Il settore è un soggetto oggi soltanto potenziale, ma in un domani prevedibile sarà un soggetto della programmazione. Le categorie delle imprese e dei lavoratori non saranno intese nel senso marxista e distorsivo della categoria di classe, ma nel senso più esatto e più naturale della categoria produttiva (le imprese) e della categoria professionale (i lavoratori associati).

Quando scomparirà il contrasto delle classi contrapposte e il lavoratore sarà, come professionista, titolare sia della capacità professionale che della quota di capitale con la quale partecipa al progresso produttivo, allora, attraverso vari livelli funzionali sarà attuata anche la sua partecipazione effettiva alla programmazione.

Vi sono poi altri soggetti: gli enti locali, ossia gli enti territoriali: i Comuni, le Province, le Regioni; gli enti dei servizi sociali; le istituzioni pubbliche da quelle scolastiche a quelle della giustizia e delle forze armate; altri enti che hanno rilevanza nella vita della società, da quelli religiosi a quelli culturali, sportivi ed educativi.

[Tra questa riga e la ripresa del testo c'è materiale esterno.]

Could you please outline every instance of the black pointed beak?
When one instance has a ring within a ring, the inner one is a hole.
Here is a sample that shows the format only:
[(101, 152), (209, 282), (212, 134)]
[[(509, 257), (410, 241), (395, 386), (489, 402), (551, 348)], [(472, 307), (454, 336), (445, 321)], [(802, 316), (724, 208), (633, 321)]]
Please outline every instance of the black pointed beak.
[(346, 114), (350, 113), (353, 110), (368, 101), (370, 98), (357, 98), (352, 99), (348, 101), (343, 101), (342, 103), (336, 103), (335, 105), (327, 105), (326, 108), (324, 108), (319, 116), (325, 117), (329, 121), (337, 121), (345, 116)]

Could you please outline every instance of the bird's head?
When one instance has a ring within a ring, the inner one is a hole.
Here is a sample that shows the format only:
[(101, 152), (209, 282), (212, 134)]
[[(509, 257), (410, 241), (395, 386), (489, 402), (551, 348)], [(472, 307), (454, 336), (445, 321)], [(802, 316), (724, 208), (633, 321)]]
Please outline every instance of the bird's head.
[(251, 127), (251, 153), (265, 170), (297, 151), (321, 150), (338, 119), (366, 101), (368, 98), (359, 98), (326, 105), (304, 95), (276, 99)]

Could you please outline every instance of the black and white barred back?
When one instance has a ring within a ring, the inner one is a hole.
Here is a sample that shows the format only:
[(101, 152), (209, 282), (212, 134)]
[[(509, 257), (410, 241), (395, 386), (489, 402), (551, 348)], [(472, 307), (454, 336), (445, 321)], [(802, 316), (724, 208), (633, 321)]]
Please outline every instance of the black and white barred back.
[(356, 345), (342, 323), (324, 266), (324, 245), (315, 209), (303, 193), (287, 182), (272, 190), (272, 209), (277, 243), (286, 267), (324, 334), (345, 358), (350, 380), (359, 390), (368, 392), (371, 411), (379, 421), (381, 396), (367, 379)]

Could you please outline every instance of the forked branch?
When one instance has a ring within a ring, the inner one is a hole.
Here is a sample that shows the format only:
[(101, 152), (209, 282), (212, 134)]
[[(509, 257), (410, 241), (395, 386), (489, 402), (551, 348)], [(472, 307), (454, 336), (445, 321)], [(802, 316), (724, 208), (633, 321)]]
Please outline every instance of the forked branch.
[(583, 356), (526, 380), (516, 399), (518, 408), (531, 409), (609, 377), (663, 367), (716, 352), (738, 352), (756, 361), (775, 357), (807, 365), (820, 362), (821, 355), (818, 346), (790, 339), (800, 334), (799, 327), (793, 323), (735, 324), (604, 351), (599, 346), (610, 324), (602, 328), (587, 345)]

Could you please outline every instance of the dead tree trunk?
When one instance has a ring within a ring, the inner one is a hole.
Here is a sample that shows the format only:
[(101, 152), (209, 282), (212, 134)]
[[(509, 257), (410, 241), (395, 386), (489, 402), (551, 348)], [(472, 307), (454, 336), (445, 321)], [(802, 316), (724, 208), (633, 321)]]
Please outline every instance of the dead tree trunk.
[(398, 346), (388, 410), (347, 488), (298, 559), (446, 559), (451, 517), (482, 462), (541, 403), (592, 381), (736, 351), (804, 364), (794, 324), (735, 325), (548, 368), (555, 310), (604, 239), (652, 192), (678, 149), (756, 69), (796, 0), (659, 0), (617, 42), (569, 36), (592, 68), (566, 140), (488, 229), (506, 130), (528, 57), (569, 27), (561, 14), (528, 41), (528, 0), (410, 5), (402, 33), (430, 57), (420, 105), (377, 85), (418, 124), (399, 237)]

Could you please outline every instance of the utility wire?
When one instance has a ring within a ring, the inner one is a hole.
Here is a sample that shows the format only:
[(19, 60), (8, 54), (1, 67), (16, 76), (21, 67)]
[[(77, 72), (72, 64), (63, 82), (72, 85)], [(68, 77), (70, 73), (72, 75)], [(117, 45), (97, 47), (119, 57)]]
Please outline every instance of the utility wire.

Infine vi è il soggetto che compendia tutte le attività, lo Stato.

Tutti questi corpi sociali, non sono solo i soggetti della programmazione: sono anche l’oggetto della programmazione.

Nella programmazione impegnativa e concertata tutti, ciascuno nel proprio ruolo, sono protagonisti e quindi debbono diventare autori della programmazione, oltre che esserne i destinatari.

Nella concezione corporativa l’identificazione di soggetto e di oggetto non è un espediente dialettico, ma la confluenza di consapevolezza e di impegno in modo da realizzare un’autentica libertà. Non imposizione, dunque, di un ente burocratico estraneo e sovrapposto, ma autodisciplina e partecipazione responsabile di ciascuno per il bene di tutti.(da Il Corporativismo, ideologia della partecipazione di Claudio Piras)»

NELLA PRATICA

É fuori di dubbio che il corporativismo diede alla luce tutta una serie di leggi ‘sociali’ che per quei tempi erano all’avanguardia nel mondo.

Era però inserito in un regime dittatoriale (sia pure con largo sostegno popolare), con tutti i limiti che questo comportava.

Nel dopo guerra fu ovviamente aspramente criticato, ma è interessante notare che ‘il fallimento dell’esperienza corporativa in Italia’, come venne definito dai suoi critici, non fu dovuto (nemmeno per il critico più ostile) ad intrinseca fallacia o inadeguatezza del principio corporativo (la negazione della lotta di classe), ma fu causato dalle contingenti condizioni politiche, ossia dal carattere autoritario e burocratico impressole dal regime.